Trois membres du Conseil de coopération du Golfe, les Émirats arabes unis, le Royaume de Bahreïn et l’Arabie saoudite, conduits par cette ...
Trois membres du Conseil de coopération du Golfe, les Émirats arabes
unis, le Royaume de Bahreïn et l’Arabie saoudite, conduits par cette
dernière, ont décidé mercredi de rappeler leurs ambassadeurs au Qatar.

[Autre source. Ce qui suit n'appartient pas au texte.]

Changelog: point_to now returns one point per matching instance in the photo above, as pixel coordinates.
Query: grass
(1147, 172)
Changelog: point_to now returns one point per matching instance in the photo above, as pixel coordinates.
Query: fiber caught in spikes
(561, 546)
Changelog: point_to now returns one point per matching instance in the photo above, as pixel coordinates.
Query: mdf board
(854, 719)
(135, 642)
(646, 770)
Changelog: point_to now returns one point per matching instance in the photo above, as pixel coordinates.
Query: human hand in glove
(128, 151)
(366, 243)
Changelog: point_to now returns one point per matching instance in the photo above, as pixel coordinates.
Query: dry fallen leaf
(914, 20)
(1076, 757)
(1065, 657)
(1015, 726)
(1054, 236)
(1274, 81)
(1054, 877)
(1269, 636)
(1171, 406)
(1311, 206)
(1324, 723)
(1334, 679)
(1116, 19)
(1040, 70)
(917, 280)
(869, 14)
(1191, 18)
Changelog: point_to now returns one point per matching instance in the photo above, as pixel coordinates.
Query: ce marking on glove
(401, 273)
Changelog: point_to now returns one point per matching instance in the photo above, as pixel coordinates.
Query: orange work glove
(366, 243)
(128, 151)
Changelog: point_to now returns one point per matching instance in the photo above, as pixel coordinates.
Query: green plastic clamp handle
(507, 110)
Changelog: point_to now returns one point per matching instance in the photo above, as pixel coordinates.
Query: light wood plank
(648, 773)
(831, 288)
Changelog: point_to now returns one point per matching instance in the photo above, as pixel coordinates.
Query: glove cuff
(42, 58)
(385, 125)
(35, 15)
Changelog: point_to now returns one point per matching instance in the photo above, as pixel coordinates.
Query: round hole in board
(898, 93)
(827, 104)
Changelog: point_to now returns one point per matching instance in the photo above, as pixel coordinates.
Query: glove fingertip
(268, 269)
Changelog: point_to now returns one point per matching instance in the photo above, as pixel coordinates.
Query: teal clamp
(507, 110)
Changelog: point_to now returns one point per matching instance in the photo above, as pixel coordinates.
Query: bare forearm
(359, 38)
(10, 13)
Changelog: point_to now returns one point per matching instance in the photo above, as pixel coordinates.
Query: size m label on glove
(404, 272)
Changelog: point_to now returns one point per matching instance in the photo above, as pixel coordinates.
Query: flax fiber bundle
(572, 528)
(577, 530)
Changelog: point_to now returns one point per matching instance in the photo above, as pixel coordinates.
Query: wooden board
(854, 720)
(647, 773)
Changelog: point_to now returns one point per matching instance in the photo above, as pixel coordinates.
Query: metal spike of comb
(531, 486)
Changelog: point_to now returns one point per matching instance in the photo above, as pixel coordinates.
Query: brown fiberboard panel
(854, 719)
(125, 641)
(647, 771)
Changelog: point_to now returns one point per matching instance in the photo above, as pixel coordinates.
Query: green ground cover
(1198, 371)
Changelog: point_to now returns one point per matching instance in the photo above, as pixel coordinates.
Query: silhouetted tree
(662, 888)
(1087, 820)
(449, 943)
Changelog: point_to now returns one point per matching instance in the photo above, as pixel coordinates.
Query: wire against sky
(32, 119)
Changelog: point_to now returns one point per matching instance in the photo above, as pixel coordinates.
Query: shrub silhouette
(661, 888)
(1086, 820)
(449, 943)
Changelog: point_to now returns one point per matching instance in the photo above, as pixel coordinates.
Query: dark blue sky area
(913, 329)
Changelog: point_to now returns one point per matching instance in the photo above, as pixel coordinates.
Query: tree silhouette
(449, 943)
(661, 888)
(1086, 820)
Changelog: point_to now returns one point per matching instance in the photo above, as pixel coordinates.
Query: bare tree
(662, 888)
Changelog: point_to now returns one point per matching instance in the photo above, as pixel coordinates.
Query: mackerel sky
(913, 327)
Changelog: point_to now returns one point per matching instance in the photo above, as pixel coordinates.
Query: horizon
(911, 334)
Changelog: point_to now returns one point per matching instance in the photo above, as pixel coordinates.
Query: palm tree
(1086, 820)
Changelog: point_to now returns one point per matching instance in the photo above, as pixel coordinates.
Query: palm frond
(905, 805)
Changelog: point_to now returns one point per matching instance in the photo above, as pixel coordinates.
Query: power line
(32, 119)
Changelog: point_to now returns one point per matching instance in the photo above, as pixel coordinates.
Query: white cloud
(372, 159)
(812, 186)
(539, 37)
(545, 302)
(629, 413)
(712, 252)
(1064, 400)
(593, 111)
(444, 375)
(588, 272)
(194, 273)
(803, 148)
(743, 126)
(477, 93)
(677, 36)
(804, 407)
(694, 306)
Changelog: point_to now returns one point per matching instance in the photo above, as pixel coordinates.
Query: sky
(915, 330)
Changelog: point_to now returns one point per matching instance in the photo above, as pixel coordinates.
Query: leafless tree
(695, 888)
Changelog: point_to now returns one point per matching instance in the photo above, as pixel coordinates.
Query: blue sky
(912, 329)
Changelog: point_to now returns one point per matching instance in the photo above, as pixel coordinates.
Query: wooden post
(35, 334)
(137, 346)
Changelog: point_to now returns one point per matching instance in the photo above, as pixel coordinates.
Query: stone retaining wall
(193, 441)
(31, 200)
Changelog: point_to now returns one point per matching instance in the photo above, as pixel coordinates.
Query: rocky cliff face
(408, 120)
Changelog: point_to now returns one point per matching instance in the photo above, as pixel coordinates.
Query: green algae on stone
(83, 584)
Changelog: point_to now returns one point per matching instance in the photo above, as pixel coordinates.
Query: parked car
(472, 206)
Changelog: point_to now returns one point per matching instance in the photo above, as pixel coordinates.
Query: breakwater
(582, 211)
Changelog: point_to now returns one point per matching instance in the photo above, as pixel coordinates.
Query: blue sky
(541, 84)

Les trois monarchies reprochent à Doha son soutien aux Frères musulmans
dans la région et ses ingérences dans leurs affaires internes. Le Qatar
risque-t-il d’être isolé ? Décryptage avec Barah Mikaïl, spécialiste du
Moyen-Orient et chercheur au sein de l’institut de géopolitique FRIDE.
JOL Press : L’Arabie saoudite, les Émirats arabes unis et
Bahreïn ont rappelé mercredi leurs ambassadeurs au Qatar. Pourquoi
ont-ils pris une telle décision ?
Barah Mikaïl : L’Arabie saoudite,
pays leader sur cette question, a décidé de prendre position sur la base
de ses désaccords avec le positionnement du Qatar sur certaines
questions stratégiques, notamment au sujet de ses liens avec les Frères
musulmans. Les Frères musulmans égyptiens continuent en effet à être
soutenus par le Qatar, en dépit du coup d’État en Égypte [contre le
président Mohamed Morsi, issu des Frères musulmans, en juillet 2013] qui
aspire à exclure totalement les Frères musulmans du jeu égyptien.
L’Arabie saoudite n’est pas seule à partager ces
considérations anti-Frères musulmans. Avec le début du Printemps arabe,
les Émirats arabes unis ont également pris un positionnement fort contre
les Frères musulmans et contre la possibilité, pour eux, de déterminer
des perspectives politiques d’évolution au niveau du monde arabe.
Concernant le Royaume du Bahreïn, celui-ci a été très soutenu par
l’Arabie saoudite, notamment au début des manifestations apparues avec
le Printemps arabe. L’Arabie saoudite a eu un positionnement fort en
faveur de la famille régnante bahreïnie : on se souvient notamment que,
malgré des zones d’ombre qui subsistent sur cette question, l’Arabie
saoudite a pris l’initiative de constituer une troupe de 10 000 hommes
afin d’appuyer la famille régnante du Bahreïn.
JOL Press : Quelle est la position des autres pays du Golfe sur cette décision ?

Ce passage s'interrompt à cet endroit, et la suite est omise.